We arrived in Atlanta around 5:00pm. Not yet hungry for dinner, but knowing that this was our chance for the famous Fat Matt’s. So, we decided to get ours to go so we could go for a run and work up an appetite. This concerned me a bit because BBQ is always best when it is fresh. One of the things that struck me right away was the hole-in-the-wall quality if this place. It already felt special when we walked up. The sad thing about special hole-in-the-wall places is that they can become commercialized after they are “discovered”. And trust me, Fat Matt’s has been. Four Rivers in Orlando is a prime example. It started as a hole, and then people started raving about it, now its fallen prey to chain-dom. The first step in that process was moving out of the hole that occupied the tattered wall. Then you lose consistency in the food. Well, Fat Matt’s gets props from me for just having the guts to stay put. The other great thing: menu simplicity. When it comes to BBQ, options are overrated. If you do something well, stick to that thing. And that is why I call what Fat Matt’s has to offer simplicity, and not lack of choice. The menu options were highlighted by a member of the Fat Matt team. Speaking of the team, they were super friendly and helpful. I felt welcomed when I walked in and appreciated when I left – that is a HUGE thing for me.
There is
a saying where I come from, “So good, it made me want to slap my Mama.” Friends, this was Mama slappin’ good
BBQ. Doug and I almost always share our
food, so I always get to taste a little bit of everything. Tonight we ordered the chopped pork, ribs,
rum spiked beans, and a small side of Brunswick stew (have I actually died and
gone to heaven? 2 BBQ joints with
Brunswick stew?). My favorite part of
the meal was the nice little, steady blanket of heat that covered my
tongue. It was the perfect level of
spice for BBQ.
Meats.
The chopped pork was perfection. I would
love to know what they put on that pork shoulder because that was exactly how I
like mine – vinegary, warm spice level, tender mouthfeel, and savory with a
hint of sweet. Many times pulled pork
can be over-sauced and sticky sweet, but this was well balanced and had a
little black pepper bite to it. The ribs
were outstanding. They had a lovely char
on them, but were tender and falling off the bone. The smoke flavor permeated through the meat
and they had a little bit of the sauce brushed on them during cooking, which
gave them a nice caramelized crust. If I
am ever in Atlanta again I will definitely be back.

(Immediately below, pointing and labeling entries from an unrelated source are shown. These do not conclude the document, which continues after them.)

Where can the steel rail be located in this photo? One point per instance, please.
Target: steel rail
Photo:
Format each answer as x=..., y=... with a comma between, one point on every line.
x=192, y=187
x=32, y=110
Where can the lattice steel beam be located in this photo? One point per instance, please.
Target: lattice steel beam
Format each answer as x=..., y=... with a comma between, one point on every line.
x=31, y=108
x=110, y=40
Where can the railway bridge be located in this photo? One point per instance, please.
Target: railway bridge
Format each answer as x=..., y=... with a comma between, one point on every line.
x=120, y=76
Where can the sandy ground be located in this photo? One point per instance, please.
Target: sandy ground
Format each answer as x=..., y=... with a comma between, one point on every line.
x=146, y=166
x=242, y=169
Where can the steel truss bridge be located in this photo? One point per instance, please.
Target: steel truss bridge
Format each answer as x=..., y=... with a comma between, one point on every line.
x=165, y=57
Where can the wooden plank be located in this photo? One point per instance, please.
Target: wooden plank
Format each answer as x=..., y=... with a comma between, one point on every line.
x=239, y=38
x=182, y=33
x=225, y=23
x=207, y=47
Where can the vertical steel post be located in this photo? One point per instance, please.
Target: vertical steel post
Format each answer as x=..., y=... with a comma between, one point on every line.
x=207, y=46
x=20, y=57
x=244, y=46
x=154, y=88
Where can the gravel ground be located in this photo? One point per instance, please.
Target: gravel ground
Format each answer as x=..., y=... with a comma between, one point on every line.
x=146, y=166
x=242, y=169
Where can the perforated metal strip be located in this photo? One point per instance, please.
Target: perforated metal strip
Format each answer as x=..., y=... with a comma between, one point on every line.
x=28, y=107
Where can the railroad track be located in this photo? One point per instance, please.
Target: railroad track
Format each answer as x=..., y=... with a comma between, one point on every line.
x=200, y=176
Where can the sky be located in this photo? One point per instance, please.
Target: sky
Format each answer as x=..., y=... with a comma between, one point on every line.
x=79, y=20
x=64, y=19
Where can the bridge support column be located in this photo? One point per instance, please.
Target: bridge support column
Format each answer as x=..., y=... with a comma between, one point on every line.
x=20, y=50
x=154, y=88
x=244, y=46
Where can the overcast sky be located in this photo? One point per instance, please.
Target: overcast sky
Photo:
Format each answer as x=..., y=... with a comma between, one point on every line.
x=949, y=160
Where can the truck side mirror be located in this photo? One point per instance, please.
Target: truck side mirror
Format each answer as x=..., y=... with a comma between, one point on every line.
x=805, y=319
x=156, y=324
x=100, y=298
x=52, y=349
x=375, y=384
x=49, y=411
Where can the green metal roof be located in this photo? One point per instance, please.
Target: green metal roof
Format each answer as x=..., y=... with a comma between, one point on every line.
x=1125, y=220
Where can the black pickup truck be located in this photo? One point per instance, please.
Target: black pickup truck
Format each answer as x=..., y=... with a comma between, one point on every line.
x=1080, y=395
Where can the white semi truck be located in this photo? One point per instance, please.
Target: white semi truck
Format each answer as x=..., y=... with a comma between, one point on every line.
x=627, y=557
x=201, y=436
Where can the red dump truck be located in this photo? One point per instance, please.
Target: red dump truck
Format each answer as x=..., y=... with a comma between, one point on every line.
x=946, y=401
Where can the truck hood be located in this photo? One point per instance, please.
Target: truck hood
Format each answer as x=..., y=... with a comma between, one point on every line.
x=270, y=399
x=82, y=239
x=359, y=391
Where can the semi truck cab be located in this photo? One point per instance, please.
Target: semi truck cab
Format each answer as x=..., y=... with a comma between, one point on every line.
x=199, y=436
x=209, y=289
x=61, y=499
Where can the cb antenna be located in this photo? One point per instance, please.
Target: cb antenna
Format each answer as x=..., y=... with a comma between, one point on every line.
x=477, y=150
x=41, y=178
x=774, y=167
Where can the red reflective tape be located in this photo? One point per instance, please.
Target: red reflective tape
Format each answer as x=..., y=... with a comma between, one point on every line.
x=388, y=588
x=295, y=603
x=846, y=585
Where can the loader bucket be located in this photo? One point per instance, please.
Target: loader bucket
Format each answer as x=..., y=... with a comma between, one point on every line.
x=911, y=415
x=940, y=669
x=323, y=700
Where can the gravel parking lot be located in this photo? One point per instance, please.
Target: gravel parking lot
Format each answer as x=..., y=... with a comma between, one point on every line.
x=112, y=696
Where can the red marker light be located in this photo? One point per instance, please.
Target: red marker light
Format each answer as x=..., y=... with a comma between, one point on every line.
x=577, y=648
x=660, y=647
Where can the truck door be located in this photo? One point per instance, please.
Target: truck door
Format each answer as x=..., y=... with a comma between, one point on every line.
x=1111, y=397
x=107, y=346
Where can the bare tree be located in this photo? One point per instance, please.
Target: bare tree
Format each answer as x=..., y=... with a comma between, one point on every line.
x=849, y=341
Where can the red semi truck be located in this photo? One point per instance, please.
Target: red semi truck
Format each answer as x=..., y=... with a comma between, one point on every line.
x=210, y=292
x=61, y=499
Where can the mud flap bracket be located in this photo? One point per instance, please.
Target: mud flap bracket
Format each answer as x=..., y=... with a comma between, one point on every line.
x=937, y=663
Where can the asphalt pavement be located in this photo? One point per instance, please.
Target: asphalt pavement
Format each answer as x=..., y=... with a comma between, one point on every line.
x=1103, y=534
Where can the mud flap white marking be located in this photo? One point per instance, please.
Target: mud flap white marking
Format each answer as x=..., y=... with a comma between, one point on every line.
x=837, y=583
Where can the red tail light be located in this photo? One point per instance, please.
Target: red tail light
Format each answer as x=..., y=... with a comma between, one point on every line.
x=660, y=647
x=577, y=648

Sides. As I said in an earlier post, I have never
been a fan of BBQ baked beans. Fat Matt,
you have changed my mind. These beans
were very good. The rum added a sweet
caramel-ly flavor, but they were tangy and left a little tingle on my tongue. Plenty of onion and black pepper. A very nice twist on a classic. The Brunswick stew was really good. It was meaty and smoky and had that perfect
blend of BBQ and vegetable soup flavors.
The meat and vegetables were very finely chopped, making the bits and
pieces almost indistinguishable from one another. It was not as pretty as the stew at the Smokn'
Pig, but it was quite tasty.
Sauce.
No sauces to choose from, Fat Matt’s keeps it simple once again. One sauce, THE sauce. This is most definitely a house made
sauce. It still had chunks of onion and
tomato in it. A nice zesty tomato base
with paprika, black pepper, maybe a little red pepper, hints of brown sugar.
Perfect. I wanted to lick the little
plastic cup it came in.
My final
parting words about this BBQ: Keep on keeping it real Fat Matt.